56 mil pessoas afectadas, 13 mil das quais desalojadas, é o número dos afectados pelas cheias no centro de Moçambique
56 mil pessoas afectadas, 13 mil das quais desalojadas, é o número dos afectados pelas cheias no centro de Moçambique as cheias atingiram algumas das comunidades mais pobres e vulneráveis, portanto a nossa principal prioridade é melhorar as condições de vida das pessoas que foram deslocadas – metade das quais são crianças , afirma Leila Pakkala, chefe da delegação moçambicana do Fundo das Nações Unidas para as Crianças – UNICEF.
a Lusa divulga que Moçambique já declarou o nível máximo de alerta no centro do país. a situação está a ser acompanhada de perto pela UNICEF, em conjunto com a Cruz Vermelha e outras organizações não-governamentais.

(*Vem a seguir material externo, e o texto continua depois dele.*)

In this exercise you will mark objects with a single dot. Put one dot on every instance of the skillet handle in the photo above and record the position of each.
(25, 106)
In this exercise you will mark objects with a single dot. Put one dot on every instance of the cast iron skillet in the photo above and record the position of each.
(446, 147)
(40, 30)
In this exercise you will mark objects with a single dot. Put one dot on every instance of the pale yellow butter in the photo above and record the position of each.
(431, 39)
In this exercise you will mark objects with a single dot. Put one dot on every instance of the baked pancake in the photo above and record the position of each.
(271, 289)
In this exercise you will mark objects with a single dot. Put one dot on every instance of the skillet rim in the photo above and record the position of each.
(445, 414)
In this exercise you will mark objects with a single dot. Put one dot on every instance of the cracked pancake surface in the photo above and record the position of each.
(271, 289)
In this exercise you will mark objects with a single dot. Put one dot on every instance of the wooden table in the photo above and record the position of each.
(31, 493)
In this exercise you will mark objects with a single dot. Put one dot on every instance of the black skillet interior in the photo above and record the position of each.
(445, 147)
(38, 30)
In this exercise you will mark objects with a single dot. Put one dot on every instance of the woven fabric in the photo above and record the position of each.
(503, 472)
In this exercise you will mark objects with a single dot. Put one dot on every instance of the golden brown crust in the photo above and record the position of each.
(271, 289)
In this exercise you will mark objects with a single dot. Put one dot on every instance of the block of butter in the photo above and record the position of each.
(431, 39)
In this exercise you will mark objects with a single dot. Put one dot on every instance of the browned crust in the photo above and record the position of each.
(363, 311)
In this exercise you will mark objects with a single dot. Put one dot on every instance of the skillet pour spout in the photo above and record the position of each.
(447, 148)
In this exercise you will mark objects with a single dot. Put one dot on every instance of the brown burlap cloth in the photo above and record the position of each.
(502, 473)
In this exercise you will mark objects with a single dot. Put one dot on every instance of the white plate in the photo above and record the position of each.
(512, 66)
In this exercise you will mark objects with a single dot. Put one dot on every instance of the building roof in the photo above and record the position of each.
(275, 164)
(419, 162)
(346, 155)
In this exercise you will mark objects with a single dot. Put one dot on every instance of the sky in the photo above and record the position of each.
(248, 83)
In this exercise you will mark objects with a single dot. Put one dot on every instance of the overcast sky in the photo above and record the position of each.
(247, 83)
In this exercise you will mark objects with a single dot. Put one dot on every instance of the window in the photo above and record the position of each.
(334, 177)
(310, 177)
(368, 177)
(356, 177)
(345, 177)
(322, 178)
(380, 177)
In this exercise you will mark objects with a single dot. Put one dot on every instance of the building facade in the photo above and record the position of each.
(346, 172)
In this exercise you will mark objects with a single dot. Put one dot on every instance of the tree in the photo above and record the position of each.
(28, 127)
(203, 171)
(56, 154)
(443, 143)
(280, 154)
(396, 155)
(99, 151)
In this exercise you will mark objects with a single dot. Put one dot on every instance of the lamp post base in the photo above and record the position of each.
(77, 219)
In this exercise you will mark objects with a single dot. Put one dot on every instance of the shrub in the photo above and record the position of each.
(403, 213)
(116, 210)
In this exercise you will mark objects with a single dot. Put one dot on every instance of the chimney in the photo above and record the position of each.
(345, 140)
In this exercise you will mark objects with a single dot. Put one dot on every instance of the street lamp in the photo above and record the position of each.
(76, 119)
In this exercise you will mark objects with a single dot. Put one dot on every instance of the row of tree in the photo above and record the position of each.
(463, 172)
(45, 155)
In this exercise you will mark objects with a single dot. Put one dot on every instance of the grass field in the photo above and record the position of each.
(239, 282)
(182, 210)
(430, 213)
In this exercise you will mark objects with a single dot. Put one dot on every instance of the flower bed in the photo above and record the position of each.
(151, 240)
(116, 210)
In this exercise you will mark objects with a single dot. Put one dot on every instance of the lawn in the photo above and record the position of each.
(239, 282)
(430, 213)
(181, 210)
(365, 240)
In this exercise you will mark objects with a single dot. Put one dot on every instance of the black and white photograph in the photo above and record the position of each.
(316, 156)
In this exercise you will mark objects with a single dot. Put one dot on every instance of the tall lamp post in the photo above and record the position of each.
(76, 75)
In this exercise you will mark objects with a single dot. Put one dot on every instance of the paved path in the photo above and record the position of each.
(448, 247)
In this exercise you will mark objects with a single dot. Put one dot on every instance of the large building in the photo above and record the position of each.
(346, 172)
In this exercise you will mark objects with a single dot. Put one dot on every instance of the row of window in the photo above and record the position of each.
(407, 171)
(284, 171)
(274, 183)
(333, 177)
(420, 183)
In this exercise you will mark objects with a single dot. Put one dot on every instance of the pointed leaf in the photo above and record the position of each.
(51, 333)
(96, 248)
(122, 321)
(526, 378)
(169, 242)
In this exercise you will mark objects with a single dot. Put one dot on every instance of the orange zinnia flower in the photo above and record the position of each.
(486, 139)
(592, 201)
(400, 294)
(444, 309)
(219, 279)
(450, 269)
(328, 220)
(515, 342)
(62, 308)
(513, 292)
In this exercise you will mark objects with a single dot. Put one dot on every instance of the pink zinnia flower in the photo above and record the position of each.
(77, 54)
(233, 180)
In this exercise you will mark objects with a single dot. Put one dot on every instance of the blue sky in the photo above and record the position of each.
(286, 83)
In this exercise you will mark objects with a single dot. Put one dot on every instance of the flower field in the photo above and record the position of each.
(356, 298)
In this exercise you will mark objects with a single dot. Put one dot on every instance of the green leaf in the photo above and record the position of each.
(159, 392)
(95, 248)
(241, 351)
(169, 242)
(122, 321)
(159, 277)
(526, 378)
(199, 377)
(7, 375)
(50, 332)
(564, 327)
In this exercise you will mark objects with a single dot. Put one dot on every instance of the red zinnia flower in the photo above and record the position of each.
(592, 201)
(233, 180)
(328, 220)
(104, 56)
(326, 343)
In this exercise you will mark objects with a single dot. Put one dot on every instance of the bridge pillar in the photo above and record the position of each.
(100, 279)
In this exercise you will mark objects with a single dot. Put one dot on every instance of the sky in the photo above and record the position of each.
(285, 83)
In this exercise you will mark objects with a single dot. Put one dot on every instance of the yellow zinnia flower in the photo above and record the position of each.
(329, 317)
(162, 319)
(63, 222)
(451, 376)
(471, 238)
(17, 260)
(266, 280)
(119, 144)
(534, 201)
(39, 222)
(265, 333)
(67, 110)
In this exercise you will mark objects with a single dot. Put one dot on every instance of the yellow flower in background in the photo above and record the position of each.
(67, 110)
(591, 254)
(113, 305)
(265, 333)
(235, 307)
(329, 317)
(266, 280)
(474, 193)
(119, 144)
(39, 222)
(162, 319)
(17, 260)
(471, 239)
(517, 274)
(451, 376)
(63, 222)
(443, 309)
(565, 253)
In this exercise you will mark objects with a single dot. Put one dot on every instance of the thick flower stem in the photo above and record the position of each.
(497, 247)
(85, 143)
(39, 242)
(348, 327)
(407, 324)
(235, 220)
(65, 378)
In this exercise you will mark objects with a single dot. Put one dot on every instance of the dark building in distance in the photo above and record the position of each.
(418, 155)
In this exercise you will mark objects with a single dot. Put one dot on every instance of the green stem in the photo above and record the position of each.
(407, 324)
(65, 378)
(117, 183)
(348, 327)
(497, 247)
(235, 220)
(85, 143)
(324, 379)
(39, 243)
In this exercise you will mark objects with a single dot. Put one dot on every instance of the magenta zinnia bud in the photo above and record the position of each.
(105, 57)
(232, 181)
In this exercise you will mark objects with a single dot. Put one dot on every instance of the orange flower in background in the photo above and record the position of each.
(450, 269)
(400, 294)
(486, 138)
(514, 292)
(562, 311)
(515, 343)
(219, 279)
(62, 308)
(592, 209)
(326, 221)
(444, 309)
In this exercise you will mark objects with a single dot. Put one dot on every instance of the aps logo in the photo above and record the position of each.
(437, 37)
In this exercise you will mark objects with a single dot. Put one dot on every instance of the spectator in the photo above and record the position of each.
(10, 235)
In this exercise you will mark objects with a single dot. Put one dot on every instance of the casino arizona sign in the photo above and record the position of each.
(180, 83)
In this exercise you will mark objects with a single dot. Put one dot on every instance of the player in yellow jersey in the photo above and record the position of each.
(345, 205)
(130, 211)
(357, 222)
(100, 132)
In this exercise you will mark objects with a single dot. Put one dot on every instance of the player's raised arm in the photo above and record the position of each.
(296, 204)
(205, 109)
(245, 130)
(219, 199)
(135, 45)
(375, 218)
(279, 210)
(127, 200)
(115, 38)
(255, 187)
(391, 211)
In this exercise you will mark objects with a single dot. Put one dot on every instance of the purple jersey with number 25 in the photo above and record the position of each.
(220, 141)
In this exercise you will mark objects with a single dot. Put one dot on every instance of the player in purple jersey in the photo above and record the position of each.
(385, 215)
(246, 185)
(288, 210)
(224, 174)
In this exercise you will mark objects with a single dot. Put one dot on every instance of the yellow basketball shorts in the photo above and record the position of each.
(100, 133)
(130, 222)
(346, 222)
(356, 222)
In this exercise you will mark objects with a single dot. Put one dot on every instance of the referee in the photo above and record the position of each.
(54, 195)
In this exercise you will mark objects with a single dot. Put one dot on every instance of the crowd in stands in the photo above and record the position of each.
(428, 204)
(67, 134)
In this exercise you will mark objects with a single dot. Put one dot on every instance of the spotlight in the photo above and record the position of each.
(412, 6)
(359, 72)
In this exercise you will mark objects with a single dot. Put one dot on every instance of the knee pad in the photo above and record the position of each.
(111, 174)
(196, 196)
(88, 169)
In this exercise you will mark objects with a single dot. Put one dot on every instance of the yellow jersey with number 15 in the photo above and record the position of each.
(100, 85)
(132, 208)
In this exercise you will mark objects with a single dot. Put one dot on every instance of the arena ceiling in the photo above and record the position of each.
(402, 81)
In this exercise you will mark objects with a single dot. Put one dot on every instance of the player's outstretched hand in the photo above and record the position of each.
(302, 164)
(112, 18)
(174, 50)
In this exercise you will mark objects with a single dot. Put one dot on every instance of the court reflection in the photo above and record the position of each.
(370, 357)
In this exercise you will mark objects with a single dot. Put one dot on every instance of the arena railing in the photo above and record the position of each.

a UNICEF afirma ter já deslocado especialistas para o terreno, que actualmente se encontram na província de Sofala e nos próximos dias irão a Tete e Manica. além disso, está a ser preparada a distribuição de auxílio de emergência: cantis de água potável e equipamento de purificação de água, material de higiene e saneamento, redes mosquiteiras de longa duração, tendas e materiais educacionais em grandes quantidades.
Desde o princípio da noite de domingo, a HCB aumentou as suas descargas de 5. 100 para 6. 000 metros cúbicos por segundo, enquanto o Zimbabué, Malaui e a Zâmbia continuam a ser fustigadas por chuvas torrenciais, cujas águas são encaminhadas para rios moçambicanos.